JACKSON DEAN’S GOT “WINGS”

Cover Art Courtesy of Big Machine Records

NASHVILLE, TN (April 16, 2021) Jackson Dean isn’t like most of the other young male Country acts. Steeped in real life, selling out Maryland’s famed Ram’s Head and Union Jacks while still in high school, the 20-year-old songwriter has a raw knuckle approach to music. A little more complicated, a little more thrown down, Big Machine Records is sending the introspective “Wings” into the universe as a way of introducing the young man from Odenton, Maryland along with the pre-order for his debut collection JACKSON DEAN, to be released on April 30.
 
“When you look at me, I may look a little wild, or a little rootless,” he admits, “and that’s probably true. I love that rock edge that Country has, but I also like those songs that core into you, that get real honest over a slower track. If you want to understand me, listen to ‘Wings,’ and you’ll realize I’m not an angel, but I try to reckon on what I’ve done – and always make things right.

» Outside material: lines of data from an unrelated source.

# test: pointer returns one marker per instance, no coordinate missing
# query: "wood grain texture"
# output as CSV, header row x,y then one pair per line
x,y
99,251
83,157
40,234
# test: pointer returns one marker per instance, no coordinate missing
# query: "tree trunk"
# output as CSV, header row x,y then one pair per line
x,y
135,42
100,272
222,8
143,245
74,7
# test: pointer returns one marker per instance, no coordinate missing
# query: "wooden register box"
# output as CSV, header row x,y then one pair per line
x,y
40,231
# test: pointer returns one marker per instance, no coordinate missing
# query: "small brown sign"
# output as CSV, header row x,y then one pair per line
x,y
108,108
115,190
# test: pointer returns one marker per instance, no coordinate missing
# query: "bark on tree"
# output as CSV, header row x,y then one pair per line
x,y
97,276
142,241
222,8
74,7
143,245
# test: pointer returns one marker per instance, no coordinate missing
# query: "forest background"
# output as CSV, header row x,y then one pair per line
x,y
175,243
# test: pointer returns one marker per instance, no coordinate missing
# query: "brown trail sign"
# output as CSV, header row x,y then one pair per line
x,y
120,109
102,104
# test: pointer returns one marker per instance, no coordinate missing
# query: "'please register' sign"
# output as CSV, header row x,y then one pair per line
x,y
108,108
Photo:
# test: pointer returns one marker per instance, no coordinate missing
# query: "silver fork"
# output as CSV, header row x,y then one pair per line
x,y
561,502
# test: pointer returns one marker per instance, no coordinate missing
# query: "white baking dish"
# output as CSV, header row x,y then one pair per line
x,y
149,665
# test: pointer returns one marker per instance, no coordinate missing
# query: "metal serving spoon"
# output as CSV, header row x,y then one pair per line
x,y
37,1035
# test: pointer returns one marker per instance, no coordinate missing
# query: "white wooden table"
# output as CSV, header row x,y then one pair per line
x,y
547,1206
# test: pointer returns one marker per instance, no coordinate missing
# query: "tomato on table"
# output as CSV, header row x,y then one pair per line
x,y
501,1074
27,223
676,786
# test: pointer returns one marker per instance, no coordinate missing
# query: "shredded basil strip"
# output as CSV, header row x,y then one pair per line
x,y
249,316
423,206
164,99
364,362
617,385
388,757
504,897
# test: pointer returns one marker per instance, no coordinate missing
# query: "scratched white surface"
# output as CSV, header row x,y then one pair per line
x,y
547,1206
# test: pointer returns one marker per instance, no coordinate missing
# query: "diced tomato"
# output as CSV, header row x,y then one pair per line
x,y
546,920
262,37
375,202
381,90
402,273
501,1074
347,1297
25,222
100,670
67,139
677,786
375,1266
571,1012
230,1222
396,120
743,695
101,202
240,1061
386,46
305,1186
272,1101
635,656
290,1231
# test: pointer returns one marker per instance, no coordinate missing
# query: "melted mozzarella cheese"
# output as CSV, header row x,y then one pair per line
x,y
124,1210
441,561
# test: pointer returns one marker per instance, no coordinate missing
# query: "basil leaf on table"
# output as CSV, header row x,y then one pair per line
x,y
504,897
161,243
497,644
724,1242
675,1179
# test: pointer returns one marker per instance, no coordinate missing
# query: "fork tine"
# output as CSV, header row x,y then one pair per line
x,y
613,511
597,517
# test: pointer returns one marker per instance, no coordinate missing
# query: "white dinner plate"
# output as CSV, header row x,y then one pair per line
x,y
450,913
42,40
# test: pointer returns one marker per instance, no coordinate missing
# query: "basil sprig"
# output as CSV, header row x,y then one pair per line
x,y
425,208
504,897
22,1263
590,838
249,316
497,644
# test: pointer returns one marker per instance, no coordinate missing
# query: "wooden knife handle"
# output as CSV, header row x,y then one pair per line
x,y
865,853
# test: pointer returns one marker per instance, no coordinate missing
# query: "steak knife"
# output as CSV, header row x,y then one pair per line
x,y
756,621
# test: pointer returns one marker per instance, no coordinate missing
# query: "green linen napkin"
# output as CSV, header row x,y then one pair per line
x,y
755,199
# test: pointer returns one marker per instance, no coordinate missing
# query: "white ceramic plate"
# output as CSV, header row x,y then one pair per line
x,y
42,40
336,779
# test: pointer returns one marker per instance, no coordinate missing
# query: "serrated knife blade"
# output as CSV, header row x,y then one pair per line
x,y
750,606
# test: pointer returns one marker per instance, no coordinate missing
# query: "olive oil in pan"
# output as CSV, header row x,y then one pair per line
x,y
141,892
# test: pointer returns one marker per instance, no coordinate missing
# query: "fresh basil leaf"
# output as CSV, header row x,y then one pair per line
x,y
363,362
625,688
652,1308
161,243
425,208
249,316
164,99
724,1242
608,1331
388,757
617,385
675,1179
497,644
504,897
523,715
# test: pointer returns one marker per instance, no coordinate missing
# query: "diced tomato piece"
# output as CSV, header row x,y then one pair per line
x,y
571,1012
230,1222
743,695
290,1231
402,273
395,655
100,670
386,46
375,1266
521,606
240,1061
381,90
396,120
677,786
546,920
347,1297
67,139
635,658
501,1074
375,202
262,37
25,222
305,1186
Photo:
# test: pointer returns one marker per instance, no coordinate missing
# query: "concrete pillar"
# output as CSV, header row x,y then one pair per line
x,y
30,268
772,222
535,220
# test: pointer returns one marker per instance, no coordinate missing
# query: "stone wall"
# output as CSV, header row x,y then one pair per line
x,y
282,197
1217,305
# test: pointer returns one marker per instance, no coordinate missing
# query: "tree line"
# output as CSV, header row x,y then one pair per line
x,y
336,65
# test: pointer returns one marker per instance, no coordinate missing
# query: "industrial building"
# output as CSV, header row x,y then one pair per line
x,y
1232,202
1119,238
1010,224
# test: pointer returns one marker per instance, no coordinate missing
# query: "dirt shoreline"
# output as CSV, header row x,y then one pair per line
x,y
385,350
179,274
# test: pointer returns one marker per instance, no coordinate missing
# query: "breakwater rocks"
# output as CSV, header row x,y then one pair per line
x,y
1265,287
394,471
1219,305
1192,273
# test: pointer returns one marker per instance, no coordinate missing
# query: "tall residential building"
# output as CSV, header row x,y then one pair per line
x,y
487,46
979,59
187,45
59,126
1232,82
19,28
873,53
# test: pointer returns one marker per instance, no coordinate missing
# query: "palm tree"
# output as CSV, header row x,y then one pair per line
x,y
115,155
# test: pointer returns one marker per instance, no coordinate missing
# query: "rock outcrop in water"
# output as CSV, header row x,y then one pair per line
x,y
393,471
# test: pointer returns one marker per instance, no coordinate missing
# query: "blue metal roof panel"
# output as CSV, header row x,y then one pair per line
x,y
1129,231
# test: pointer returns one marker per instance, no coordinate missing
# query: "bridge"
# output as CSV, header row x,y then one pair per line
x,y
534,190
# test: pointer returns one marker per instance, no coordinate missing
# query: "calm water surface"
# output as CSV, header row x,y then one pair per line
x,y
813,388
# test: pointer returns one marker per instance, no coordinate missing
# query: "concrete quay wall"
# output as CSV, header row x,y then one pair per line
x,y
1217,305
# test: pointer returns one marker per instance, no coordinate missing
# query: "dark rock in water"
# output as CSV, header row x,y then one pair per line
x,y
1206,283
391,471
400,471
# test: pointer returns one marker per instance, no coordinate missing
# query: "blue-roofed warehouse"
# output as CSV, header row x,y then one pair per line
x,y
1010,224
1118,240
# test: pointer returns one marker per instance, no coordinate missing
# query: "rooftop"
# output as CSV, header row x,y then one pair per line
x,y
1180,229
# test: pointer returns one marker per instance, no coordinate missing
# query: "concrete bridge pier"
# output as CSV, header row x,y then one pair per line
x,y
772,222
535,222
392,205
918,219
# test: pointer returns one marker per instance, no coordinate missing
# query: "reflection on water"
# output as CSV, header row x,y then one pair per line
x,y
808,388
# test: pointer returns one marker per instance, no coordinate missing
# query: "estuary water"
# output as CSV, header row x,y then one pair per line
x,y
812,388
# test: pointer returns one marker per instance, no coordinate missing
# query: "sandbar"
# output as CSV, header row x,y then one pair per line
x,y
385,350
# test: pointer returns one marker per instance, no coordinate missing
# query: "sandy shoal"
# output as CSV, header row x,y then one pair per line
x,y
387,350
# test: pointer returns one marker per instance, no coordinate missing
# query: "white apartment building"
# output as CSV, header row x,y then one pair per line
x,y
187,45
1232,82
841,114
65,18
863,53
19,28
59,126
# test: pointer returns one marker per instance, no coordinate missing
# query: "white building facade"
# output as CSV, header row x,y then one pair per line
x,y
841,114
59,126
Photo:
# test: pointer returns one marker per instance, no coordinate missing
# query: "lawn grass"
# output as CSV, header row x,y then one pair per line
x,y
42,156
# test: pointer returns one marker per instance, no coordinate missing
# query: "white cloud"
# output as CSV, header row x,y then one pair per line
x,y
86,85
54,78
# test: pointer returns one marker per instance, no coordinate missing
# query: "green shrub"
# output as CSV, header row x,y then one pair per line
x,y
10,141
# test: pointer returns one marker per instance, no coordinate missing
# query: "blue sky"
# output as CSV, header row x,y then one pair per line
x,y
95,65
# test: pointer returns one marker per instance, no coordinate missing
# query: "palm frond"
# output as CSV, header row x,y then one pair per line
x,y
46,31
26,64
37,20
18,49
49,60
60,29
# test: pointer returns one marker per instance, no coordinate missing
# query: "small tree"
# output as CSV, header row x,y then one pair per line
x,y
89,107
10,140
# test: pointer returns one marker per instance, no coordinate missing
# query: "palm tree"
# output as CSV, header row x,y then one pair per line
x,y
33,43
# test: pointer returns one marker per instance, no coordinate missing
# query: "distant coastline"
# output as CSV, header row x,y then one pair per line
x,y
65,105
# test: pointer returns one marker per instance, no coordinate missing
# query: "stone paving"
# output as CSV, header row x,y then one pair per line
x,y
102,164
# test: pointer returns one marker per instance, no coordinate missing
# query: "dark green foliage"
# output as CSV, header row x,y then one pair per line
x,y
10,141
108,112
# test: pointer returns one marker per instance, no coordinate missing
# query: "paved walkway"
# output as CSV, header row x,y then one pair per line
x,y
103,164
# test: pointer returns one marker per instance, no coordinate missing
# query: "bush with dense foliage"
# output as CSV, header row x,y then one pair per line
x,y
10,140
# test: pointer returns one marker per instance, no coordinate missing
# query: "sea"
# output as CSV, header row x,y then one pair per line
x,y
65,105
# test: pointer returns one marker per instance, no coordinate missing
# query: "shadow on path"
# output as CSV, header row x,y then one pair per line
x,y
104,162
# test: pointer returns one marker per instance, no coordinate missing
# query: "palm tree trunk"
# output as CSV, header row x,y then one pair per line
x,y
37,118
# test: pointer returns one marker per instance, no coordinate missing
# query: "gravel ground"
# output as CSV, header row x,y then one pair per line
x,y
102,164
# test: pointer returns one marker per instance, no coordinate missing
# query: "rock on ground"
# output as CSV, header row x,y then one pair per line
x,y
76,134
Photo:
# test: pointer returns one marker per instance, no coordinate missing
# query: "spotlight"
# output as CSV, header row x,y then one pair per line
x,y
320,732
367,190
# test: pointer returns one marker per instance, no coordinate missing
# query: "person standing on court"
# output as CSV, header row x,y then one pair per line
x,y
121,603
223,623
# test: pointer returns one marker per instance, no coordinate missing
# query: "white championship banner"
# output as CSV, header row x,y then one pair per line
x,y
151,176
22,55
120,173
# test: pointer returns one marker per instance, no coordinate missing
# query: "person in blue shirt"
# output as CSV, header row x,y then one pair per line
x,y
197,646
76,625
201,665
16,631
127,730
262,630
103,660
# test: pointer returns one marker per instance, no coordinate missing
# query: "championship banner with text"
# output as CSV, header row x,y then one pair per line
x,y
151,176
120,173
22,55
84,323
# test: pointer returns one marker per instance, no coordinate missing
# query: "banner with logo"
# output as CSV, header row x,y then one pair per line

That said, I’m also somebody you can’t really hold.”
 
Produced by Luke Dick and Park Chisolm, the moody track is a sparse consideration of leaving and being gone. With a slightly gravel voice, Dean opens the ballad by confessing, “I wish I had wings/ Take me away from all that I seen/ And all the trouble I’ve made…”
 
No stranger to rootless men, one brother travels the globe sailing other people’s boats and the other brother was overcoming troubles as a youth, Dean’s brooding song celebrates the need to wash oneself clean – and move beyond the things in life that weigh you down. With a minimal lyric, his earthy baritone echoes with both loneliness and a hunger to rise above.
 
Like the rest of Dean’s upcoming debut project, “Wings,” which also features sometime Black Crowe Fred Eltringham on drums and Bonnie Raitt veteran Kenny Greenberg on electric guitar, has the terseness of a grown man maintaining honesty in the strain of how hard life can be. But “Wings” also explores freeing oneself from mistakes, guilt and self-inflicted agony. 
 
“I was raised to own what you do, whether it’s good or bad,” Dean explains. “Truth is: everything you do stays on you. But when you start moving, when you look into the sky, that’s when you know freedom. Wings – like songs — are the ultimate freedom, really, cause they can pick you up and take you anywhere.”
 
Discovered by William Morris Endeavour’s Jay Williams from selling out local clubs, he was signed to a publishing deal by Eric Church advocate Arturo Buenahora. Suddenly, the kid, who’d grown up going to work with his hard-working contractor father, spent his last couple years flying into Nashville at 8 am on Monday mornings, writing songs for three or four days and sleeping where he could, then flying out on Thursday nights to gig around the same Maryland bars where the Brothers Osborne cut their teeth on Fridays, Saturdays and occasionally Sundays.
 
“My Dad raised me to not be afraid of the work, to show up and do the job, stay ‘til you’re done – and make sure the work is good. It’s the secret of his success, so when the opportunity to really do this came along, I was not going to let anything stop me… Between Arturo and Luke Dick, they saw I was a little bit different, a little more intense and maybe honor-bound, and they didn’t want to water that down, so I wouldn’t think of giving anything less than my all to the writing or playing for the people back home.”
 
With his self-titled collection nearing release, “Wings” is the first salvo from an artist who’s here for the long haul. Soulful, just this side of being on the run, it suggests an artist – like Dwight Yoakam, Hank Williams or Marty Stuart – who finds their truth in motion, in leaving, in getting gone.